[news.software.b] C News milestone

henry@zoo.toronto.edu (Henry Spencer) (11/14/90)

As I believe I've mentioned before, we regularly run statistics on usage
of different news systems by analyzing our history file.  The major news
systems generate message-IDs of distinctive forms, so it's not hard to
get an idea of how many people are running which system.  This counting
approach has flaws -- in particular, it obviously tends to miss sites
that seldom post anything to network-wide newsgroups -- but it has the
enormous advantage that it's a quick, cheap, local operation, so we can
do it weekly for keeping running track of the situation.

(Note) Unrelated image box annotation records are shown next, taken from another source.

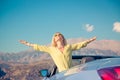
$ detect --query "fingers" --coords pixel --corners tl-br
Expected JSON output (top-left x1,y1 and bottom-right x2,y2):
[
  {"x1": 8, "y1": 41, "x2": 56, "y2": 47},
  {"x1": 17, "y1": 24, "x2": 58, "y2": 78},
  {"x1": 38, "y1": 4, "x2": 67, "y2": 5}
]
[{"x1": 19, "y1": 40, "x2": 27, "y2": 44}]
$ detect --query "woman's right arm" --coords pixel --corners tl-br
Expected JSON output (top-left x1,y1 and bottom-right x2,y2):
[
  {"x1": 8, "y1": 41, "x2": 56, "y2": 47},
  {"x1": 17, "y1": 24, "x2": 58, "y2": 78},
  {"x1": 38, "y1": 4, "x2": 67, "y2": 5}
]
[
  {"x1": 19, "y1": 40, "x2": 51, "y2": 53},
  {"x1": 19, "y1": 40, "x2": 34, "y2": 47}
]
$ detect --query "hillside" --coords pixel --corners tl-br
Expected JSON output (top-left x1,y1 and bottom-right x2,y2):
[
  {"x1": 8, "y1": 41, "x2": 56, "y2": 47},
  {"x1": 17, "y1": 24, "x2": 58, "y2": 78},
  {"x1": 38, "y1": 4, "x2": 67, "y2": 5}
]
[{"x1": 0, "y1": 38, "x2": 120, "y2": 80}]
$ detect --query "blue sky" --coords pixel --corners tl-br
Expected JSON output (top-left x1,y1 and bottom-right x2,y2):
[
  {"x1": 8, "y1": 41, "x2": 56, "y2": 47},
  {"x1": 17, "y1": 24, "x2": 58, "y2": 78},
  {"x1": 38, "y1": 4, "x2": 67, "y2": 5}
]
[{"x1": 0, "y1": 0, "x2": 120, "y2": 52}]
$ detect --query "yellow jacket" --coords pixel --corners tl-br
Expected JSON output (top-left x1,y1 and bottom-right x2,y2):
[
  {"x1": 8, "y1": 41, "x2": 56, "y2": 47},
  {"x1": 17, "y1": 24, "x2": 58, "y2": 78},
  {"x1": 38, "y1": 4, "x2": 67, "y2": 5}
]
[{"x1": 33, "y1": 41, "x2": 87, "y2": 72}]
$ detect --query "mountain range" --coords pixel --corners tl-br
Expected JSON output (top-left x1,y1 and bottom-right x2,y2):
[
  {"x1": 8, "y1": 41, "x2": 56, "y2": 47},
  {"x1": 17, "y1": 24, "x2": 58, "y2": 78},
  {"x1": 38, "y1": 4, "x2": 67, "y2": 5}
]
[{"x1": 0, "y1": 38, "x2": 120, "y2": 80}]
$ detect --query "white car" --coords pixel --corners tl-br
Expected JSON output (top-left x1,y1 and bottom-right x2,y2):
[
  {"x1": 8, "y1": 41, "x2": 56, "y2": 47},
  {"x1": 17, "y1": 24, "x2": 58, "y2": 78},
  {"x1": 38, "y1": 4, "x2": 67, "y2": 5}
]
[{"x1": 40, "y1": 57, "x2": 120, "y2": 80}]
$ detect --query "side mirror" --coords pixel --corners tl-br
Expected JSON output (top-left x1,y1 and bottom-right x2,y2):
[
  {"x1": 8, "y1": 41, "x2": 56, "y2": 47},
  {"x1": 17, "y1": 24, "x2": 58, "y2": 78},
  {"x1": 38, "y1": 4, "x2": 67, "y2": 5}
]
[{"x1": 39, "y1": 69, "x2": 49, "y2": 77}]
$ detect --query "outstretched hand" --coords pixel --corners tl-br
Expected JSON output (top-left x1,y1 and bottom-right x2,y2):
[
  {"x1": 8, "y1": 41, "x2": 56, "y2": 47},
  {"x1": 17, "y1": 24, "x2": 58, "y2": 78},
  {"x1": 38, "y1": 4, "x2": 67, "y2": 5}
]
[
  {"x1": 19, "y1": 40, "x2": 28, "y2": 45},
  {"x1": 90, "y1": 36, "x2": 96, "y2": 41}
]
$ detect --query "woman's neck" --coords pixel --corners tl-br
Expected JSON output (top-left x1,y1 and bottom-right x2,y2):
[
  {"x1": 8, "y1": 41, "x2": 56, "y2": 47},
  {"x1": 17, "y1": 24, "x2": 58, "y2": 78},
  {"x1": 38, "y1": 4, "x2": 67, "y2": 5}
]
[{"x1": 57, "y1": 41, "x2": 64, "y2": 49}]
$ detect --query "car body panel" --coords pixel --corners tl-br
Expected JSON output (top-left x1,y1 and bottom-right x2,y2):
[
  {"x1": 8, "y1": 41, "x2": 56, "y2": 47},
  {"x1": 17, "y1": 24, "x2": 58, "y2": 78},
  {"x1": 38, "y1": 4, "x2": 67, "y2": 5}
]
[{"x1": 47, "y1": 58, "x2": 120, "y2": 80}]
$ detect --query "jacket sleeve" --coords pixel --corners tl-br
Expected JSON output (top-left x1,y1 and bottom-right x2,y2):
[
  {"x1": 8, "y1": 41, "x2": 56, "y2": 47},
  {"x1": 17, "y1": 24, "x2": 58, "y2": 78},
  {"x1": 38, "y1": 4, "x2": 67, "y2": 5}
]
[
  {"x1": 33, "y1": 44, "x2": 50, "y2": 53},
  {"x1": 71, "y1": 41, "x2": 88, "y2": 50}
]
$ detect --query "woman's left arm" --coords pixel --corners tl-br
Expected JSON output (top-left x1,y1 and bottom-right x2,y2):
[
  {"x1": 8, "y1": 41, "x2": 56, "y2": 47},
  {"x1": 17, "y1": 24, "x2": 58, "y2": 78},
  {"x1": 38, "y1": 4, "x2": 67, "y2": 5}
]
[{"x1": 71, "y1": 37, "x2": 96, "y2": 50}]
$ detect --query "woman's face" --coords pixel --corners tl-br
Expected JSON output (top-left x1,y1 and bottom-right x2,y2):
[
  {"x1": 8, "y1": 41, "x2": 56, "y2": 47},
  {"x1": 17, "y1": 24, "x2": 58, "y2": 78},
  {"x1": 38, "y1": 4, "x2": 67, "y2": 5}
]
[{"x1": 54, "y1": 33, "x2": 63, "y2": 42}]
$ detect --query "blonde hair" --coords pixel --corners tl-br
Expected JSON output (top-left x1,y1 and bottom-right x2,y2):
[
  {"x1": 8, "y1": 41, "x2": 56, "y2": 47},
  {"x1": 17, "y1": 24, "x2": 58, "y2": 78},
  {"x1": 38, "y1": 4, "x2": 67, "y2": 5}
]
[{"x1": 51, "y1": 32, "x2": 67, "y2": 47}]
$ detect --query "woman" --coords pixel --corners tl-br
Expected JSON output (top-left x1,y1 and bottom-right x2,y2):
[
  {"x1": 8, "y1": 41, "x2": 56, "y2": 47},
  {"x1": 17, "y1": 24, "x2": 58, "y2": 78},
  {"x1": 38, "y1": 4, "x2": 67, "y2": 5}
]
[{"x1": 20, "y1": 32, "x2": 96, "y2": 72}]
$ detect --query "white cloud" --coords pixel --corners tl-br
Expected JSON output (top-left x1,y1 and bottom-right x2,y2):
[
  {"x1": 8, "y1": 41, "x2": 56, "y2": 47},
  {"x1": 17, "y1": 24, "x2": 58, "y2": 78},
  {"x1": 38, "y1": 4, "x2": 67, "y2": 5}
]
[
  {"x1": 85, "y1": 24, "x2": 94, "y2": 32},
  {"x1": 113, "y1": 22, "x2": 120, "y2": 32}
]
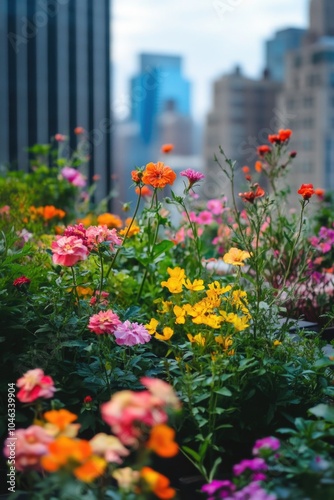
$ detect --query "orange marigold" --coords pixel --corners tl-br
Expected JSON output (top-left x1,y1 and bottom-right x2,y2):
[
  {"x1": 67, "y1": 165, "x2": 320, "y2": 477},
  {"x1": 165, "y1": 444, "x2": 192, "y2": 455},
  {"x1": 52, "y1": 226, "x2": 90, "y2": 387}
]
[{"x1": 142, "y1": 161, "x2": 176, "y2": 188}]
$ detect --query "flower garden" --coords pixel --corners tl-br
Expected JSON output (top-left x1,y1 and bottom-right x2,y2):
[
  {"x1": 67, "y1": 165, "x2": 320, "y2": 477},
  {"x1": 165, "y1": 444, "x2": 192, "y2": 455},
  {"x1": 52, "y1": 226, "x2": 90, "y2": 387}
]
[{"x1": 0, "y1": 130, "x2": 334, "y2": 500}]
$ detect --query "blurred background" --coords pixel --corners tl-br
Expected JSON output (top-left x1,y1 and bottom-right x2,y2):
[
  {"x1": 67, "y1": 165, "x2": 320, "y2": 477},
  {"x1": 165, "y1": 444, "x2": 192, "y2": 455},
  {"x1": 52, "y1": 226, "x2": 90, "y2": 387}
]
[{"x1": 0, "y1": 0, "x2": 334, "y2": 212}]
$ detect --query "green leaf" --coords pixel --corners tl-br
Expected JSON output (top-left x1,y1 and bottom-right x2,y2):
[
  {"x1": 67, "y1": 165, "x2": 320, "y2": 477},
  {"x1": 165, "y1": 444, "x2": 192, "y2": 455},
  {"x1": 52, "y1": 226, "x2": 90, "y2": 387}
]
[{"x1": 309, "y1": 404, "x2": 334, "y2": 423}]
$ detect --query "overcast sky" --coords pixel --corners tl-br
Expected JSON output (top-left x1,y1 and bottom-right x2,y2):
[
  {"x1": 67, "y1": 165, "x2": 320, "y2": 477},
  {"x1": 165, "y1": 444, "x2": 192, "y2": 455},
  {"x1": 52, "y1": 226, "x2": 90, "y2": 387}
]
[{"x1": 112, "y1": 0, "x2": 310, "y2": 119}]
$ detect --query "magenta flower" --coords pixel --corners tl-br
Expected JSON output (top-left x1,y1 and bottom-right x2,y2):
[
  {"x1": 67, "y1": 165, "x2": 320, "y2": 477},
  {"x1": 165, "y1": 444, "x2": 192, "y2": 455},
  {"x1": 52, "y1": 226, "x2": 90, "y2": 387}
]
[
  {"x1": 60, "y1": 167, "x2": 86, "y2": 187},
  {"x1": 13, "y1": 276, "x2": 31, "y2": 288},
  {"x1": 88, "y1": 309, "x2": 122, "y2": 335},
  {"x1": 51, "y1": 236, "x2": 89, "y2": 267},
  {"x1": 233, "y1": 458, "x2": 268, "y2": 476},
  {"x1": 180, "y1": 168, "x2": 205, "y2": 189},
  {"x1": 64, "y1": 222, "x2": 87, "y2": 245},
  {"x1": 114, "y1": 320, "x2": 151, "y2": 346}
]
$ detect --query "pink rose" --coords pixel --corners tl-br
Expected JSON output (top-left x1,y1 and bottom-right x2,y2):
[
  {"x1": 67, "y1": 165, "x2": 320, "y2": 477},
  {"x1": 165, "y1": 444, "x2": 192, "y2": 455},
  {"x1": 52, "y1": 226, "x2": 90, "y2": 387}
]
[
  {"x1": 101, "y1": 391, "x2": 167, "y2": 446},
  {"x1": 4, "y1": 425, "x2": 53, "y2": 471},
  {"x1": 88, "y1": 309, "x2": 122, "y2": 335},
  {"x1": 51, "y1": 236, "x2": 89, "y2": 266},
  {"x1": 16, "y1": 368, "x2": 56, "y2": 403}
]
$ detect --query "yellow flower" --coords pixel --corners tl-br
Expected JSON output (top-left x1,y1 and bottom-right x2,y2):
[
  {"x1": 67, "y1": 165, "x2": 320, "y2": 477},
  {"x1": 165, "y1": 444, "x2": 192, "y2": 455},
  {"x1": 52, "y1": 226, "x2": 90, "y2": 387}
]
[
  {"x1": 154, "y1": 326, "x2": 174, "y2": 340},
  {"x1": 223, "y1": 247, "x2": 251, "y2": 266},
  {"x1": 184, "y1": 279, "x2": 205, "y2": 292},
  {"x1": 145, "y1": 318, "x2": 159, "y2": 335},
  {"x1": 173, "y1": 306, "x2": 187, "y2": 325},
  {"x1": 161, "y1": 278, "x2": 184, "y2": 293},
  {"x1": 187, "y1": 333, "x2": 205, "y2": 346}
]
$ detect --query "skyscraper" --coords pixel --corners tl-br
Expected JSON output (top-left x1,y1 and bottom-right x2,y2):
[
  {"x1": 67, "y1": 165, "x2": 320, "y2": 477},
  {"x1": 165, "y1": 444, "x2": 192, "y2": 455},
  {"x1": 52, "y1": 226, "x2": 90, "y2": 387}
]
[
  {"x1": 0, "y1": 0, "x2": 111, "y2": 198},
  {"x1": 131, "y1": 54, "x2": 190, "y2": 144},
  {"x1": 282, "y1": 0, "x2": 334, "y2": 192},
  {"x1": 265, "y1": 28, "x2": 306, "y2": 82}
]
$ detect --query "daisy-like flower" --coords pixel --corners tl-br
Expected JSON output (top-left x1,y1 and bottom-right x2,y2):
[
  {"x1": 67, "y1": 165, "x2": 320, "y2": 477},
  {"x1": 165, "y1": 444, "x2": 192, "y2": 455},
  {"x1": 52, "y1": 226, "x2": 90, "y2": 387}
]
[
  {"x1": 142, "y1": 161, "x2": 176, "y2": 188},
  {"x1": 114, "y1": 320, "x2": 151, "y2": 346},
  {"x1": 223, "y1": 247, "x2": 251, "y2": 266},
  {"x1": 88, "y1": 309, "x2": 122, "y2": 335}
]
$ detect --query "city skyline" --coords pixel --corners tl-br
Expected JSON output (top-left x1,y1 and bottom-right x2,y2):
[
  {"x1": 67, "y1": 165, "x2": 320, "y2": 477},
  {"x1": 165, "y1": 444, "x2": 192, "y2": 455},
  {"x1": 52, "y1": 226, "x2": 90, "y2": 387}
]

The general patterns in recent times have been fairly consistent.  We
categorize news systems into B, C, and ?, the last being message-IDs
which fit no known format.  ? has been growing rapidly, probably as a
result of more and more inter-network gatewaying; there is no single
dominant pattern among the ? message-IDs, but a lot of them are clearly
the results of gatewaying.  B has been declining very slowly.  And C
has been growing steadily, with definite signs that the growth is
accelerating.

Anyway, the current milestone is that last weekend (while I was away at
Windycon, which is why you're just hearing about it now), C passed 1000.
Undoubtedly the C News site count actually hit four digits quite some
time ago, since we know of major C News users who seldom post anything to
the outside world, but it's definite now.
-- 
"I don't *want* to be normal!"         | Henry Spencer at U of Toronto Zoology
"Not to worry."                        |  henry@zoo.toronto.edu   utzoo!henry

rk@theep.boston.ma.us (Robert A. Kukura) (11/14/90)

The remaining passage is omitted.